I received this book for free from NetGalley in exchange for an honest review. This does not affect my opinion of the book or the content of my review.
The House Between Tides by Sarah Maine
Release date: August 2nd, 2016
Publisher: Atria Books
Genre: Mystery, historical fiction
Following the death of her last living relative, Hetty Deveraux leaves London and her strained relationship behind for Muirlan, her ancestral home in Scotland’s Outer Hebrides. She intends to renovate the ruinous house into a hotel, but the shocking discovery of human remains brings her ambitious restoration plans to an abrupt halt before they even begin. Few physical clues are left to identify the body, but one thing is certain: this person did not die a natural death.
Hungry for answers, Hetty discovers that Muirlan was once the refuge of her distant relative Theo Blake, the acclaimed painter and naturalist who brought his new bride, Beatrice, there in 1910. Yet ancient gossip and a handful of leads reveal that their marriage was far from perfect; Beatrice eventually vanished from the island, never to return, and Theo withdrew from society, his paintings becoming increasingly dark and disturbing.
What happened between them has remained a mystery, but as Hetty listens to the locals and studies the masterful paintings produced by Theo during his short-lived marriage, she uncovers secrets that still reverberate through the small island community—and will lead her to the identity of the long-hidden body.
It’s been a while since I read “adult fiction” and I couldn’t be happier with my book choice! The House Between Tides is a wonderfully written slow burner. I can best compare it to a puzzle: tiny pieces are slowly connected to solve a murder mystery that stretches across decades. The book takes places during two time periods. In 2010, Hetty Devereaux visits her long abandoned family home, Muirlan House, in Scotland’s Outer Hebrides. She wants to escape her life in London and transform the derelict house into a hotel. However, the discovery of human remains complicates things and leads her to explore her family’s past. The other time period is between 1910-11 and focuses on the relationship between a painter, Theo Blake, and his young wife Beatrice.
I read the novel, about 400 pages in length, in one day. It was completely engaging and all consuming. I made a lot of the connections on my own and did correctly predict where some of the storylines were going, but the end? I didn’t see it coming and I’m always delighted when that happens. I’m also not usually a fan of multiple narratives, but switching between time periods and the people in them added a lot of depth and even more mystery. I wasn’t ever sure what was real because each character had so many secrets and told so many half truths. Of course, this just kept me even more interested to read on and find out what would happen. A huge pull for me was the atmosphere of the book. It was very gothic with the moody Scottish weather, the old crumbling buildings and isolated island. And the descriptions were spot on. I could clearly capture the the location and Blake’s paintings in my mind.

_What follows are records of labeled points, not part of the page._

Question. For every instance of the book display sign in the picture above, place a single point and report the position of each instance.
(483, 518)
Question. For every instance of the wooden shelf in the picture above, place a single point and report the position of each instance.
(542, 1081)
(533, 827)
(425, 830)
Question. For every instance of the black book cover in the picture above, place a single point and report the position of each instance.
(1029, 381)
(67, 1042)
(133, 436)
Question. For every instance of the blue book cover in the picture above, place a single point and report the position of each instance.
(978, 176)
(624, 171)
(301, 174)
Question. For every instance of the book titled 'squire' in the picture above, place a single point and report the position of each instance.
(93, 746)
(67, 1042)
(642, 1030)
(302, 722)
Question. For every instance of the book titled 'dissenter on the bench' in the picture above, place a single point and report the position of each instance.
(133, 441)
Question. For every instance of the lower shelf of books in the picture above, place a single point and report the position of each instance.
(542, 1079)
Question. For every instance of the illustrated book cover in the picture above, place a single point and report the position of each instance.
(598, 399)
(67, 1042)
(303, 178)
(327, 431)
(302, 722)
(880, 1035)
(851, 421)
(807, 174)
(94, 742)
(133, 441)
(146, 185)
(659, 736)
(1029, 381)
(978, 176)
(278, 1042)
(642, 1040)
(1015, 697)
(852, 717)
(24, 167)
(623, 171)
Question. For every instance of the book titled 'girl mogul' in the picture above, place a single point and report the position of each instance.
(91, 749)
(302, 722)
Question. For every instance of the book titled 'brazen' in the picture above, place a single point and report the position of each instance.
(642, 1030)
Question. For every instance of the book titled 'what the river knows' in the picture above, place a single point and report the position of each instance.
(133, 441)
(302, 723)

The only weakness was its one dimensional portrayal of some of its secondary characters. Hetty’s boyfriend Giles and his team of bankers and lawyers who push her to turn the old house into a hotel resort come across as power hungry and absorbed in their self worth. They are “bad” because they ignore Hetty’s wishes and are all consumed by money and business. I didn’t really know them at all and in a way, it made me like Hetty less. Why stay with a man like Giles? It simply didn’t match how she was characterized in the rest of the novel.
I would like to point out that this novel was originally released in 2014 with the title Bhalla Strand, but I am very happy that Atria is publishing it again. From what I can tell, some names and location have been changed. I definitely recommend this book. It’s a fantastic blend of historical fiction, romance and mystery that stays with you long after you finish.